Polyethylene oxide-Li6.5La3Zr1.5Ta0.5O12 hybrid electrolytes: Lithium salt concentration and biopolymer blending

Wirtz, Maike; Linhorst, Max; Veelken, Philipp; Tempel, Hermann; Kungl, Hans; Moerschbacher, Bruno M.; Eichel, Rüdiger-A

Abstract

Hybrid electrolytes are developed to meet the requirements of safety, performance, and manufacturing for electrolytes suitable for Li-ion batteries with Li-anodes. Recent challenges—in addition to these key properties—emphasize the importance of sustainability.

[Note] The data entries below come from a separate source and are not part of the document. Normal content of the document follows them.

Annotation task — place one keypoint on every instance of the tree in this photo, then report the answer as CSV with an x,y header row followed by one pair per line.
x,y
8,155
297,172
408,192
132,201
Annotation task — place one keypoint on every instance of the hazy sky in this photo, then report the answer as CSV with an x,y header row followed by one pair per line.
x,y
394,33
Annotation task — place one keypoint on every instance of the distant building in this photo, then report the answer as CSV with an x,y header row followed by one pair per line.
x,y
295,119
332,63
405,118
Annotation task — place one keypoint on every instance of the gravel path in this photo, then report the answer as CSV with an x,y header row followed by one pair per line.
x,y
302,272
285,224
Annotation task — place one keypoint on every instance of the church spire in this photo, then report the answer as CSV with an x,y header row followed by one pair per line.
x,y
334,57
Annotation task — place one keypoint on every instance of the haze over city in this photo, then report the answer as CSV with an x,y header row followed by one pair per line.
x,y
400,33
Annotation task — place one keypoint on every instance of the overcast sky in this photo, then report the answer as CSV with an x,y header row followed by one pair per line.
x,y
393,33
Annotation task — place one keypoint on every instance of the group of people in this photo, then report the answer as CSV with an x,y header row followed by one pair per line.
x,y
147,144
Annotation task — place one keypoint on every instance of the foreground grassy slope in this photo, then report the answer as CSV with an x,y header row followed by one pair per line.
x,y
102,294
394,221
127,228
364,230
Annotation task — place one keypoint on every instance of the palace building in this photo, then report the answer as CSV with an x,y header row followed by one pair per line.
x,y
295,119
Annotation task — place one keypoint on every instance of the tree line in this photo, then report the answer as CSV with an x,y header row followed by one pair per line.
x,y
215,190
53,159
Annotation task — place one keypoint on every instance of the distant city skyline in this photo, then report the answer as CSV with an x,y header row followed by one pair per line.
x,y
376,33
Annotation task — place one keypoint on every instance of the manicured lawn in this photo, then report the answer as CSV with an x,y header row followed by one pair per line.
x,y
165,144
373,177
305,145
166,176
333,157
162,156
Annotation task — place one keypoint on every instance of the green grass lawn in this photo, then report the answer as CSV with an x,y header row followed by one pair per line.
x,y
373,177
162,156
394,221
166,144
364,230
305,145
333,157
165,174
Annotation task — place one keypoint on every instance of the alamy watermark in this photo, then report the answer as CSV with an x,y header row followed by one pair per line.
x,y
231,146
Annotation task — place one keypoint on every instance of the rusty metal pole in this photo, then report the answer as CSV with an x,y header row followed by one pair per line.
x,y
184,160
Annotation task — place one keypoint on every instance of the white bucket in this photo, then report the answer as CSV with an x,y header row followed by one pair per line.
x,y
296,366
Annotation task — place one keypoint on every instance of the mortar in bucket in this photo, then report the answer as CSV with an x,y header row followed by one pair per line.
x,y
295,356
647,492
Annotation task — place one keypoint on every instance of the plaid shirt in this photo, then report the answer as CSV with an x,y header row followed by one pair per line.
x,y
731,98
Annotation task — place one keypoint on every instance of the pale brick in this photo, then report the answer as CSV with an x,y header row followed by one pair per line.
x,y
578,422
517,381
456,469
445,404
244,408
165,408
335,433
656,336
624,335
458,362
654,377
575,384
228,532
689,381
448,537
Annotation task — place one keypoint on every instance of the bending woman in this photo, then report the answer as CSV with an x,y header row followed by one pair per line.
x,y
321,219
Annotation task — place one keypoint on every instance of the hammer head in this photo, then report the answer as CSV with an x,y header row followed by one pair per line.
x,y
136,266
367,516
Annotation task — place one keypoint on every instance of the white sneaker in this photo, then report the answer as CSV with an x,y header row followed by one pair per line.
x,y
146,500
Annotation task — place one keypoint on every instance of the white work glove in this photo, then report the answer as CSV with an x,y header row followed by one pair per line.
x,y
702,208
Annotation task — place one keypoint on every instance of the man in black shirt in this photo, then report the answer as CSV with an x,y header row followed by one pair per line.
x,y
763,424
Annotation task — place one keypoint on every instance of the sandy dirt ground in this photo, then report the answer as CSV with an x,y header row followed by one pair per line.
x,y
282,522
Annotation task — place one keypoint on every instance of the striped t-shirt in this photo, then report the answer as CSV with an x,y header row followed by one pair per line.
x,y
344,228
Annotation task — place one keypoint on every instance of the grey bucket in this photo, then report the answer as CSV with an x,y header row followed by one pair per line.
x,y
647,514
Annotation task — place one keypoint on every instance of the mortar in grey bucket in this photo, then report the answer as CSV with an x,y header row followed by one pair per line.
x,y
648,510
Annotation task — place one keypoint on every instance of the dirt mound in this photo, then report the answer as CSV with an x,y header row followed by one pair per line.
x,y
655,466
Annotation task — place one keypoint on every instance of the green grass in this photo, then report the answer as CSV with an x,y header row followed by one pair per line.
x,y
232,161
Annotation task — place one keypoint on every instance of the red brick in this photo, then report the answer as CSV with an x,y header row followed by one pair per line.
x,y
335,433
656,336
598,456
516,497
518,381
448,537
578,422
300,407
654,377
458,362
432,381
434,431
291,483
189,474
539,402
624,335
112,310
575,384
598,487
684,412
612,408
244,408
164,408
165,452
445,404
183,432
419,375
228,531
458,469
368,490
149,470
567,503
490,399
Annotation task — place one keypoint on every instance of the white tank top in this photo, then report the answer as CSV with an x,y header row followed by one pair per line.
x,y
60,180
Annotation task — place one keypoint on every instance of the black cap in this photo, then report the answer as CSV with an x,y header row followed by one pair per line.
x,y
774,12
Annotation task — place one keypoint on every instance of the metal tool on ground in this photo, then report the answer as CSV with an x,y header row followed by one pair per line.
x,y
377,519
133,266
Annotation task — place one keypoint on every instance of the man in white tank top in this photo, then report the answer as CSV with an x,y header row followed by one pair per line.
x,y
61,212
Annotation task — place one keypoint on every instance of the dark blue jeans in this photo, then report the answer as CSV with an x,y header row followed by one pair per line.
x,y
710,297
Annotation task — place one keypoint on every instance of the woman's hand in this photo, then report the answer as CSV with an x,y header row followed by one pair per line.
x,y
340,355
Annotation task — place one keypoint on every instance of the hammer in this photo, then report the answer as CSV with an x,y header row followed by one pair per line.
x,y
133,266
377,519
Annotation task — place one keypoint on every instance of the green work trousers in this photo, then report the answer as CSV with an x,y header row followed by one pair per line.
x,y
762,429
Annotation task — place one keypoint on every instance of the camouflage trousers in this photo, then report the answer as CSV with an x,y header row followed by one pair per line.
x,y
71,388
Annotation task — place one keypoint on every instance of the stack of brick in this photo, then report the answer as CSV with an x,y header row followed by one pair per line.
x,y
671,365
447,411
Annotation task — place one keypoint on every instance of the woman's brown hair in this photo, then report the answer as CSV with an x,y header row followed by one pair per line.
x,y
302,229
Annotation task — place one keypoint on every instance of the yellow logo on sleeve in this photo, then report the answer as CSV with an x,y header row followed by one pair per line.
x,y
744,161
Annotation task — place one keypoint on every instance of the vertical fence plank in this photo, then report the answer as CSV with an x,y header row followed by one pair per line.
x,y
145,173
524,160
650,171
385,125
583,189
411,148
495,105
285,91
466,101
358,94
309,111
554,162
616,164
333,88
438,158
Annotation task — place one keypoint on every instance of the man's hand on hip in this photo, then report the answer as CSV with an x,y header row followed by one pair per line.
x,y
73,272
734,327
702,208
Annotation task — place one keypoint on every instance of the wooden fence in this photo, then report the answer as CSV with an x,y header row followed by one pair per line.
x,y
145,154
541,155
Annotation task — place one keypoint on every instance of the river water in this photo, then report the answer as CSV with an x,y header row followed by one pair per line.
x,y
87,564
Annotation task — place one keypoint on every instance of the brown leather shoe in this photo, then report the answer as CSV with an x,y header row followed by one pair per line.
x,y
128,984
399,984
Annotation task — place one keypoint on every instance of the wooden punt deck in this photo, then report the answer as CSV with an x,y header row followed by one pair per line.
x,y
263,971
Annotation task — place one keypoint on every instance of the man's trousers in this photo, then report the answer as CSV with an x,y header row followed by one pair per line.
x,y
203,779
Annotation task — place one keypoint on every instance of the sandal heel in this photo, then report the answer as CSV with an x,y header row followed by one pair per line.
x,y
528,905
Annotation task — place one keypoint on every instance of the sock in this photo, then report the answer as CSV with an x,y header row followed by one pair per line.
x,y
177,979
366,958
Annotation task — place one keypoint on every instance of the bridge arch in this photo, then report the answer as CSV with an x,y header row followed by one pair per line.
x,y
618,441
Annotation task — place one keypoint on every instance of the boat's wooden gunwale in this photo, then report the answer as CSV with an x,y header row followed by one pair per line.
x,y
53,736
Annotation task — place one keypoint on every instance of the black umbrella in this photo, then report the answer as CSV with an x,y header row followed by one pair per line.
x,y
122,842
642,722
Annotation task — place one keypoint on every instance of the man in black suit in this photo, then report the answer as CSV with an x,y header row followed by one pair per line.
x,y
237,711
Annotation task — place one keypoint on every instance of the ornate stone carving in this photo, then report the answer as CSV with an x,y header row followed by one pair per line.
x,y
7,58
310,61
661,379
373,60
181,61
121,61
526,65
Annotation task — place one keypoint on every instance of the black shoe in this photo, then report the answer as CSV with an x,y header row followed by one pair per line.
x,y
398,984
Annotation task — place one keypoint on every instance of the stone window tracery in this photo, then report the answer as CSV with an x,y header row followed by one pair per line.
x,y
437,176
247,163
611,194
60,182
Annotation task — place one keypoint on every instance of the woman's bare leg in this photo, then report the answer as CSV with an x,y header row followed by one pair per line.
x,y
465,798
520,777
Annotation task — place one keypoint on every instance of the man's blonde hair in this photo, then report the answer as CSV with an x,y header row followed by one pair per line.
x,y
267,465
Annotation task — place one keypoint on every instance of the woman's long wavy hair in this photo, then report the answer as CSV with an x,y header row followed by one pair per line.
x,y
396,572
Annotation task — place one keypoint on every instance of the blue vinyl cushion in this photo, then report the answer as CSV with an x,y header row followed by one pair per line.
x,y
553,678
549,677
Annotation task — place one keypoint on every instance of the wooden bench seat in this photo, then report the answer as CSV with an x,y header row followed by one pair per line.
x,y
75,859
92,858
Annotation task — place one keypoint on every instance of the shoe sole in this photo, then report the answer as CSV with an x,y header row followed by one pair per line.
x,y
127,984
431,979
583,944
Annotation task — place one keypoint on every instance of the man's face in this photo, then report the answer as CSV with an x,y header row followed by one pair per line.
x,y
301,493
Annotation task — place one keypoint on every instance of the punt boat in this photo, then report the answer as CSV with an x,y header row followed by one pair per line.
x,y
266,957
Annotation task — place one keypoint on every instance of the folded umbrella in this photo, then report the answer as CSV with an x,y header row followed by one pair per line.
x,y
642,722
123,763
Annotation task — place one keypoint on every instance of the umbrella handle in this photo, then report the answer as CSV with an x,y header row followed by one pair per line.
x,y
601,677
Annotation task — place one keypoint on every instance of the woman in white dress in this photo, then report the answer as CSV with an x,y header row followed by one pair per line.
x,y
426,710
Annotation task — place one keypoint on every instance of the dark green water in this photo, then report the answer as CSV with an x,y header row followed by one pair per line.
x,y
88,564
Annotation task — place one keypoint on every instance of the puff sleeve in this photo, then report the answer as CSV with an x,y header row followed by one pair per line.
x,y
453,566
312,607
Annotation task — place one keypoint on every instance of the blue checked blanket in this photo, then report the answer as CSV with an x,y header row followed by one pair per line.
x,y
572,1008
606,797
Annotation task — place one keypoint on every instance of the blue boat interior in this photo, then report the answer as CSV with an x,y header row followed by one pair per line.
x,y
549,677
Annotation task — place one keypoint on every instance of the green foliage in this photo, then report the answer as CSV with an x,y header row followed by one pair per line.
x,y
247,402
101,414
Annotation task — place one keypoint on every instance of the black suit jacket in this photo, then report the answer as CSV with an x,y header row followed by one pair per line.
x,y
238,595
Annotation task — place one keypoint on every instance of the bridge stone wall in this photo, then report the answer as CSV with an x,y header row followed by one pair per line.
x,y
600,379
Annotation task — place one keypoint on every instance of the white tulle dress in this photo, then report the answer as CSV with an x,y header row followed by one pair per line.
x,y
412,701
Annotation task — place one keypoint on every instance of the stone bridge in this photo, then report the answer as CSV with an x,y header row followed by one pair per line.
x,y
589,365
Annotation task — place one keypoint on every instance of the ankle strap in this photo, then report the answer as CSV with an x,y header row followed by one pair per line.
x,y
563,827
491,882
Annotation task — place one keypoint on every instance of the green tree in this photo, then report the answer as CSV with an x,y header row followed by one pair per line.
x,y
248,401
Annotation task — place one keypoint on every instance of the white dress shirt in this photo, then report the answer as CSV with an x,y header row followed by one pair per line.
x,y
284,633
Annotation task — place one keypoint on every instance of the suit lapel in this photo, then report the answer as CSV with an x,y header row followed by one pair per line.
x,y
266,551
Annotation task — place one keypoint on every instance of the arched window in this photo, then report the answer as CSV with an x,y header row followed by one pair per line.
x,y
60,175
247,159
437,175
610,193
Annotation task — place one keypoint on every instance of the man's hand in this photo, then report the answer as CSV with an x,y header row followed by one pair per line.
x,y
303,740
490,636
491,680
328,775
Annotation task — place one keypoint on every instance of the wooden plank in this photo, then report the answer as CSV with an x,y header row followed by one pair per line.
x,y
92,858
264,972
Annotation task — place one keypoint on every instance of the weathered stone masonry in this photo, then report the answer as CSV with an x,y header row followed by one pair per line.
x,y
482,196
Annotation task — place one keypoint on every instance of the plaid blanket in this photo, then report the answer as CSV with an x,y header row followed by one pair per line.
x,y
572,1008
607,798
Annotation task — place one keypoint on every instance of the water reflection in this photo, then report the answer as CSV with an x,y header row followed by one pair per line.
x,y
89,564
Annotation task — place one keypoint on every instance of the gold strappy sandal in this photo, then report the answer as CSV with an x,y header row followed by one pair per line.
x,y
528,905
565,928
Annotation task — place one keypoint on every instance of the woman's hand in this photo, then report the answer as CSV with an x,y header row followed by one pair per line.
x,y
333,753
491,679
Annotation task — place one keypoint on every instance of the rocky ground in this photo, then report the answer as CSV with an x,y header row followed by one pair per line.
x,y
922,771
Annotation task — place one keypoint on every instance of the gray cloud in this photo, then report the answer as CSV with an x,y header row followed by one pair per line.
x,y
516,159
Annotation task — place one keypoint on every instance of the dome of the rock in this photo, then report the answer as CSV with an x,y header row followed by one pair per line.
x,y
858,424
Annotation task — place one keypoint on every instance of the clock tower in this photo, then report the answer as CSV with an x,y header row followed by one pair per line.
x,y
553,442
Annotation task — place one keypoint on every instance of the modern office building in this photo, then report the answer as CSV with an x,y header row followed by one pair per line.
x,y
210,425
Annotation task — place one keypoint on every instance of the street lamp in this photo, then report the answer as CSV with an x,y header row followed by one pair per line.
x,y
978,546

While compromising between these three objectives, the currently available materials are still well below the targeted goals. Three important issues for the design of hybrid electrolytes are (i) the role of the morphology and surface state of the ceramic particles in the polymer matrix, (ii) the dependence of salt concentration and ionic conductivity and, (iii) the effects of substituting part of the polyethylene oxide (PEO), with biopolymers. Electrolyte films were prepared from PEO, lithium bis(trifluoromethanesulfonyl)imide (LiTFSI), Li6.5La3Zr1.5Ta0.5O12 (LLZO:Ta), and biopolymers with varying contents of these components by a solution casting method. The films were analyzed with respect to structural and microstructural characteristics by DSC, Raman spectroscopy, and SEM. Ionic conductivity was evaluated by electrochemical impedance spectroscopy. Most interesting, when comparing films with LLZO:Ta versus without, the content of LiTFSI required for the maximum conductivity in the respective systems is different: a higher LiTFSI concentration is required for the former type. Overall, addition of LLZO:Ta as well as partial substitution of PEO by chitosan mesylate or cellulose acetate decrease the ionic conductivity. Thus—at least in the present approaches—a loss in performance is the drawback from attempts to enhance the safety by LLZO:Ta additions and sustainability by biopolymer blending of hybrid electrolytes.